Wednesday, October 28th, 2009 01:51 pm (UTC)
"But by day I make the cars and by night I make the bars.
"If only they could read between the lines."

People took the song as an anthem . . .
Wednesday, October 28th, 2009 02:01 pm (UTC)
Fourth safest for workplace deaths... but only because Detroit doesn't have a statistically significant number of people *in* workplaces.
Wednesday, October 28th, 2009 03:32 pm (UTC)
how can they have "no bids" and yet liveable properties are being bought?

#
Wednesday, October 28th, 2009 04:06 pm (UTC)
According to the article, about a fifth of the properties up for auction sold. The rest, nobody wanted.
Wednesday, October 28th, 2009 05:40 pm (UTC)
I suppose it's going to end up like New England mill towns, after electricity. High oil prices are probably going to bring some people back from the suburbs. But the climate is bitter, and without major industry, it will be a long time before it comes back, if it ever does.
Wednesday, October 28th, 2009 06:30 pm (UTC)
For the New England mill towns, it's been a century . . .
Wednesday, October 28th, 2009 06:36 pm (UTC)
Mill towns after electricity ... Pittsburgh steel towns ... Detroit.
Next?
Wednesday, October 28th, 2009 08:04 pm (UTC)
Perhaps. On the other hand, there's U. Mich, and a lot of skilled craftspeople in Michigan. So there's something to build on there.
Thursday, October 29th, 2009 07:42 pm (UTC)
We've quadrupled our Ann Arbor office over the last 10 months and want to probably double that again in the next year. High tech companies should be flocking to that area, since you've got UMich and Eastern Mich right there churning out people who want to stay in the area.

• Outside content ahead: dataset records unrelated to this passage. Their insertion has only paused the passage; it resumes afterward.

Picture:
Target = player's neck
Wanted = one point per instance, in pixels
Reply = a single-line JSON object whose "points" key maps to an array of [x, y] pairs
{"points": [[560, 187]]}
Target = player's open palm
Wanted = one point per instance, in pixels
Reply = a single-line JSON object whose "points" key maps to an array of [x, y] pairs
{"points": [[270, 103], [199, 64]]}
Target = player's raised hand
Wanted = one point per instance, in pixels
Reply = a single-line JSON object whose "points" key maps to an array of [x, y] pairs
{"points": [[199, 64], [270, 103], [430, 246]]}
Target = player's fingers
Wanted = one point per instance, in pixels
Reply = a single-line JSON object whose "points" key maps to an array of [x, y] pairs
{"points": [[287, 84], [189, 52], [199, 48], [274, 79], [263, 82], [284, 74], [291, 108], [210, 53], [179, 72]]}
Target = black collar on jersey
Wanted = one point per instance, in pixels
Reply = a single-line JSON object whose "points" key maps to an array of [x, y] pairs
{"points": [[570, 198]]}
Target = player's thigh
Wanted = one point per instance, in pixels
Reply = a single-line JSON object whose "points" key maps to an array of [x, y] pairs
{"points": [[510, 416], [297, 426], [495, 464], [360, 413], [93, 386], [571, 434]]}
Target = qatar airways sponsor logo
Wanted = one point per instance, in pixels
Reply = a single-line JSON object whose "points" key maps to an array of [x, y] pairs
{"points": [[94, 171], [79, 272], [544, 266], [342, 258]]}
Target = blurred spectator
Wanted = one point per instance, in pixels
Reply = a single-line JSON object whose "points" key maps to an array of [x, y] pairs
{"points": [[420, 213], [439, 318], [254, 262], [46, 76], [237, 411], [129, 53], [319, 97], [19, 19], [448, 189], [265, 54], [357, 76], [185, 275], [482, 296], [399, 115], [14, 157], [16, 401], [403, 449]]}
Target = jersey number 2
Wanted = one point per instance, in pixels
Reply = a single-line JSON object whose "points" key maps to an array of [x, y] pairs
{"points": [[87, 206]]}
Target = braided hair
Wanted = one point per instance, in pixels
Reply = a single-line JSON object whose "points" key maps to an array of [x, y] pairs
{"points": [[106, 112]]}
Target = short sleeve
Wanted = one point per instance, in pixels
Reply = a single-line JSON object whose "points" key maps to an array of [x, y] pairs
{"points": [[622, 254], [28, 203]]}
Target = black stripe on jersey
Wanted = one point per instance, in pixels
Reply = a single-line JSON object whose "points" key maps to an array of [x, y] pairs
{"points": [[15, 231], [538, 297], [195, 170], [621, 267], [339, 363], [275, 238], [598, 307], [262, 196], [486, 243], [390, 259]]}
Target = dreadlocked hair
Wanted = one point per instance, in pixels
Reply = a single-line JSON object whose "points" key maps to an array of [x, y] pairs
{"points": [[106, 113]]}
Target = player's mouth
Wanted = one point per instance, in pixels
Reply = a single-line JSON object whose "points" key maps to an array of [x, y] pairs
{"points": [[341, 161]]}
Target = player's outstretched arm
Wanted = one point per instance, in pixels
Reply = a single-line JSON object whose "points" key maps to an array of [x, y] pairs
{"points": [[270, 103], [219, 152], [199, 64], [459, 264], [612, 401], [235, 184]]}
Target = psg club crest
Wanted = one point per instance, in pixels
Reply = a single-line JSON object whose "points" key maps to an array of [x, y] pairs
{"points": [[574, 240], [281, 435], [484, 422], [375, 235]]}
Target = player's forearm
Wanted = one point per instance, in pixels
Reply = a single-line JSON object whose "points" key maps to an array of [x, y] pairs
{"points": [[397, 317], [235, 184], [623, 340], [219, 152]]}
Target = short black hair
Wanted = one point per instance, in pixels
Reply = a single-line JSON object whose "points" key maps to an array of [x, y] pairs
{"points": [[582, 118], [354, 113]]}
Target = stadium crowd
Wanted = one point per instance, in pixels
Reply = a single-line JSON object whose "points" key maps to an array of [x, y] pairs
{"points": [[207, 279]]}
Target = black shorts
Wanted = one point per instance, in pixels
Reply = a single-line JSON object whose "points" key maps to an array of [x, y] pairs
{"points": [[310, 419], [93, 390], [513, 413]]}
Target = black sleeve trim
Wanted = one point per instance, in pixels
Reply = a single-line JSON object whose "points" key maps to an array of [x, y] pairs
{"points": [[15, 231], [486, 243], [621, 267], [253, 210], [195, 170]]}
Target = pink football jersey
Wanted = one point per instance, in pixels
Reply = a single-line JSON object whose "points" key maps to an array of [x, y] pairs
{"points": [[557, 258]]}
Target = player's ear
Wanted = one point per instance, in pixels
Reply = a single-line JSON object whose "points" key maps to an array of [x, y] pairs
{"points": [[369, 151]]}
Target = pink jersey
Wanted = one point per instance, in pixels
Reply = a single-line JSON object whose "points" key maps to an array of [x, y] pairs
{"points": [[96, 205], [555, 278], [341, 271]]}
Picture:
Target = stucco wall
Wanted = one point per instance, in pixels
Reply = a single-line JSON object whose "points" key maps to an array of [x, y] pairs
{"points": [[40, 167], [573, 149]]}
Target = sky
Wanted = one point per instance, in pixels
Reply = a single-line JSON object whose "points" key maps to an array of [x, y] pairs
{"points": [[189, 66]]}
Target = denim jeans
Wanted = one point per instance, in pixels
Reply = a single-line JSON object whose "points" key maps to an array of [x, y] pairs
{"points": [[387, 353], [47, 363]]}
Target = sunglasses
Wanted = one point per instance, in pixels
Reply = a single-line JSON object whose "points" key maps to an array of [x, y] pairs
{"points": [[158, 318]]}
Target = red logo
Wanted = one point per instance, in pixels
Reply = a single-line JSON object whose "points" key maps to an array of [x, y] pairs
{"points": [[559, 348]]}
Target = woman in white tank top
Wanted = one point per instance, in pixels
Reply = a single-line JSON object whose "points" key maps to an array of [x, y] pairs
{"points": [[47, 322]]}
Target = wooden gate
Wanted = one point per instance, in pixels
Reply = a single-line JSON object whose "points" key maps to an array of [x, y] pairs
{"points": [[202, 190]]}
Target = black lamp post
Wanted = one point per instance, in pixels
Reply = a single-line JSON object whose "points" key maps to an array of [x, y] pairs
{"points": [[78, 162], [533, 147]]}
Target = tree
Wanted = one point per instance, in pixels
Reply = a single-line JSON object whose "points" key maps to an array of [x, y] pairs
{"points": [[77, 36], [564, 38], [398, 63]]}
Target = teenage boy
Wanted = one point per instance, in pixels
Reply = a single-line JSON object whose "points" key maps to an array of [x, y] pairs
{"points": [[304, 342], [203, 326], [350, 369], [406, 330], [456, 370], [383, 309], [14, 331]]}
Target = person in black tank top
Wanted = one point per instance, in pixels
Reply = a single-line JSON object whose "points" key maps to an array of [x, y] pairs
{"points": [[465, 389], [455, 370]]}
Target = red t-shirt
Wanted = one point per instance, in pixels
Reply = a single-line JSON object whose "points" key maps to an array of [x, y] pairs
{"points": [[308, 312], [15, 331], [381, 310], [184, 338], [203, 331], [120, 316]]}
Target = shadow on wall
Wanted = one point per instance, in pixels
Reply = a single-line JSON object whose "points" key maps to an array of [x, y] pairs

To say that doing business in that area has been a challenge would be an understatement. Ignoring the usual bugaboos like state taxes,labor laws and the like, just getting anyone to do any work is maddening. We'd a network install take 6 months. The fiber from Cleveland to right across the street in 3 weeks. The last 100' took 5 months with an amazing litany of excuses for why it was taking so long (they finally settled on 'conduit is filled with water and frozen solid...can't do anything until it melt...'). Just getting anyone interested in leasing us a building took another 6 months. The build out of the floor took months.
Thursday, October 29th, 2009 09:29 pm (UTC)
Heck, just a few minutes ago, I was handed an invoice to approve. This was from a pretty decent electrician in Ann Arbor who did the work we needed quickly and skillfully.

Dumbass didn't put his *name* on the invoice, tho, so I can't pay him for his work.